The Bill, which the Department of Public Works published for comment in March, aimed to give effect to Section 25 of the Constitution, which dealt with the protection of property. While the arbitrary deprivation of property was prohibited in terms of section 25, the Minister could, as per the draft, expropriate property if it was deemed to be in the public interest or for a public purpose.

However, critics have put forward that the Bill’s definition of ‘public interest’ is too broad and that it provides no additional criteria to assist in the assessment of what would be in the ‘public interest’.

Louw stated that the broad and unclear definition of the term ‘public interest’ was problematic as this rendered it vulnerable to exploitation, which could create scope for widespread corruption.

Louw also referred to a paper by Dr Anthea Jeffery, head of special research at the South African Institute of Race Relations, in which she highlights various shortcomings of the new draft, stating that it still allowed an expropriating authority to take ownership and possession of property simply by notice and before the owner received compensation.

In her paper – ‘No need for new Expropriation Bill’ – Jeffery also stated that compensation for landowners would only become payable when the State or the courts agreed on an amount.

The proposed legislation placed pressure on the expropriated owner to agree to the amount of compensation offered by the State, rather than remain without the benefit of either the property or its value in money.
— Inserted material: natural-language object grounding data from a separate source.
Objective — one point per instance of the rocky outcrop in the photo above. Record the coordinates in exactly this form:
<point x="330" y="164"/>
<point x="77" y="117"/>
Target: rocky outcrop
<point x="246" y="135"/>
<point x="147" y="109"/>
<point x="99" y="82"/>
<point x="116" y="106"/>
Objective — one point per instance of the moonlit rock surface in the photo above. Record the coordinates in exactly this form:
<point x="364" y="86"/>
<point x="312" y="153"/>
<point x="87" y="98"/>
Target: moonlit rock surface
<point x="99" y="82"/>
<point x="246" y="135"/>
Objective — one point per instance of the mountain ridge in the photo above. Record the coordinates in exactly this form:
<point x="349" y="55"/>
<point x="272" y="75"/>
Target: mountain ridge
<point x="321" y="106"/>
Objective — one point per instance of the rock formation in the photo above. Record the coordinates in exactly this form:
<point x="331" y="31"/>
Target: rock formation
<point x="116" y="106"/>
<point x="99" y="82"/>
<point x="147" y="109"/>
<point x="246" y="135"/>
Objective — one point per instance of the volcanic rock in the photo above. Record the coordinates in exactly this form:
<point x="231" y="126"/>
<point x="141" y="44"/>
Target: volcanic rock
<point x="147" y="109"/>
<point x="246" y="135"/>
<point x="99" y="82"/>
Louw proposed that the Constitutional requirement of reasonable administrative treatment must be worked into the proposed legislation so that the State could only expropriate property if all other reasonable alternatives had been exhausted.

He noted that South Africa’s 1913 Land Act, which was still in use, was preventing blacks from owning the land they live on and trading it freely. He suggested that the new Bill should aim to award black South Africans with full title deeds, free of charge, to enable them to trade their land.
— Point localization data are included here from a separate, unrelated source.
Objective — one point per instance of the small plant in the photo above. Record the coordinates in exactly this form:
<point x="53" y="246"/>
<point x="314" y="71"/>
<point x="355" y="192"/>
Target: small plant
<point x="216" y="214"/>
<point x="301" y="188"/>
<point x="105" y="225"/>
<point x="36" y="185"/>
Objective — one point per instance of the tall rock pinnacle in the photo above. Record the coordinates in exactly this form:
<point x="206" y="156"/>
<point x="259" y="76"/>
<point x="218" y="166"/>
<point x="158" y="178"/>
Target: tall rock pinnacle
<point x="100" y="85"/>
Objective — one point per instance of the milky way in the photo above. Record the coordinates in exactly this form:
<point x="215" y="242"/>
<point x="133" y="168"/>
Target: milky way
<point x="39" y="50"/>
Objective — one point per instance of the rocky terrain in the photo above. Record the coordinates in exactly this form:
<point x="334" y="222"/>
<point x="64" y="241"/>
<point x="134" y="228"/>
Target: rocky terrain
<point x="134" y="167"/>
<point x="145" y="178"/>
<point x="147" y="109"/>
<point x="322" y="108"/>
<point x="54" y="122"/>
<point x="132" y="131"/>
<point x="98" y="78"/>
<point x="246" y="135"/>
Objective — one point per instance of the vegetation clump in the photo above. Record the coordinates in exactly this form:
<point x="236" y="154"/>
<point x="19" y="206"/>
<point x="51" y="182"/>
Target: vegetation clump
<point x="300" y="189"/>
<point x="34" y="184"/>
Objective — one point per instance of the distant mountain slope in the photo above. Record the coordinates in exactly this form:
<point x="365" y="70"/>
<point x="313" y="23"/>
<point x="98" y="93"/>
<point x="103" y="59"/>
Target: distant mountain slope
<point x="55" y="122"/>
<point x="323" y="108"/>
“This will allow government to upgrade the tenure of blacks to that which whites enjoy and bring on extreme empowerment,” Louw stated, while also proposing that an accurate land distribution and ownership audit be carried out in South Africa.
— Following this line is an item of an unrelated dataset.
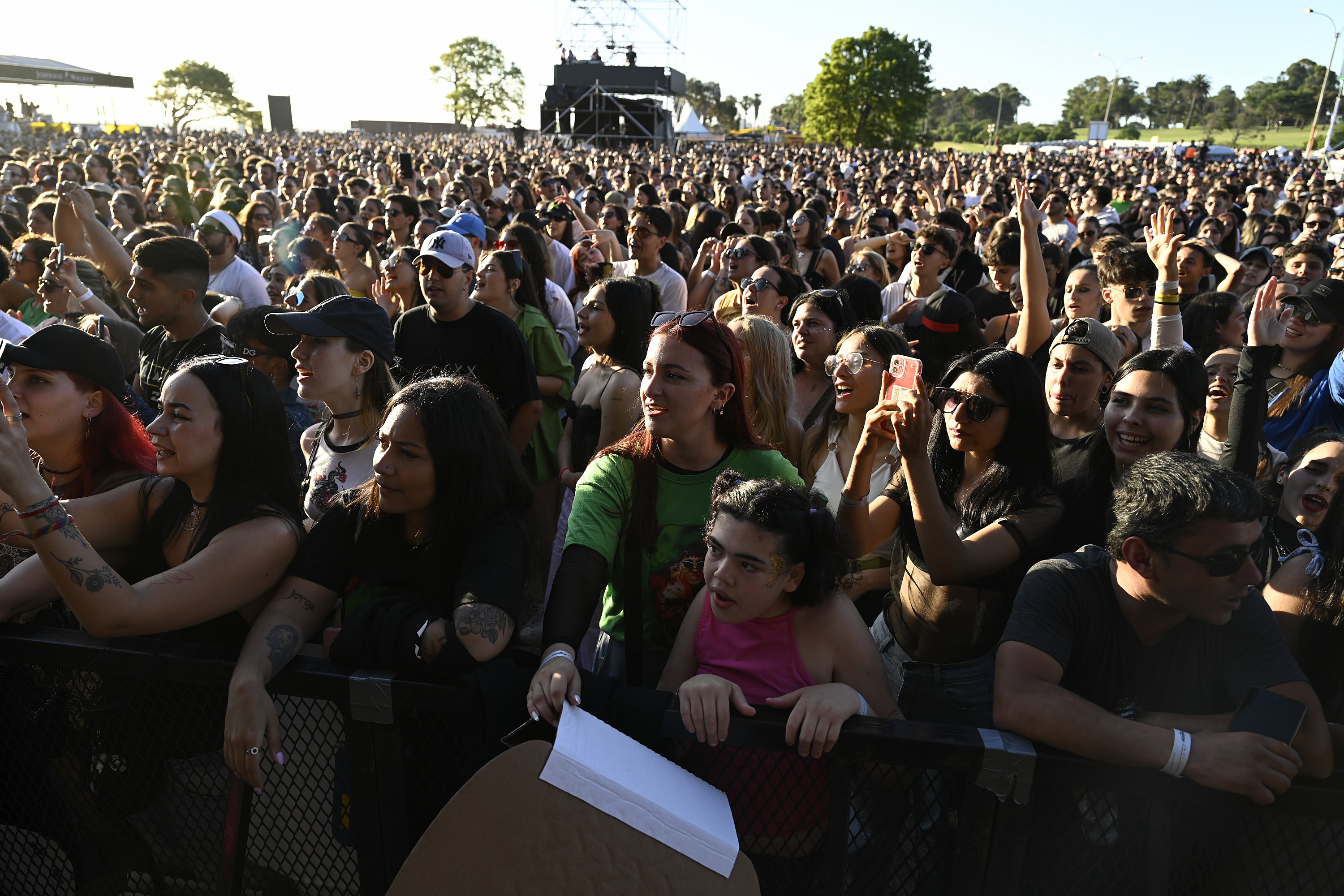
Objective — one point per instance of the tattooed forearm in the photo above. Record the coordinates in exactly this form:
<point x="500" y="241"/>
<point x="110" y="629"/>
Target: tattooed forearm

“To make a change we need to know our current destination,” he added.

Meanwhile, AfriSake chairperson Steve Booysen, however, stated that the issue of lacking individual property rights was a continent-wide problem, resulting in Africa failing to build a proper middleclass.

“Without property rights, citizens cannot promote and develop themselves,” he noted.

Looking at the Bill, Booysen  warned that, as with the 2008 Expropriation Bill, the new draft legislation would increase uncertainty among potential investors and banks, which, depending on how the Bill was executed, could lead to downgrading of the country’s credit rating.

He highlighted that the extension of the cut-off date for land reclaim applications from December 1998 to December 2018, under the Restitution of Land Rights Amendment Bill, added to the uncertainty.

Booysen stated that AfriSake was also concerned about the levels at which expropriation could take place as per the new Bill. The proposed legislation stated that expropriation could be carried out at local-, provincial- and national government level, which allowed for over 500 State entities to expropriate property of all types, including farms, houses and shares, among others.

“We would like to see this only being carried out at national government level,” he told Engineering News Online.

Booysen said AfriSake had been involved in the public hearings and consultation process regarding the Bill, adding that the organisation would continue to participate in the process, while also take a proactive approach by creating awareness regarding individual property rights in the business and public sectors.

Following the initial public comments, the draft Bill will again have to be approved by the Cabinet before it will be formally introduced to Parliament. Government had reportedly targeted the final approval and implementation of the new Act before South Africa’s general elections next year.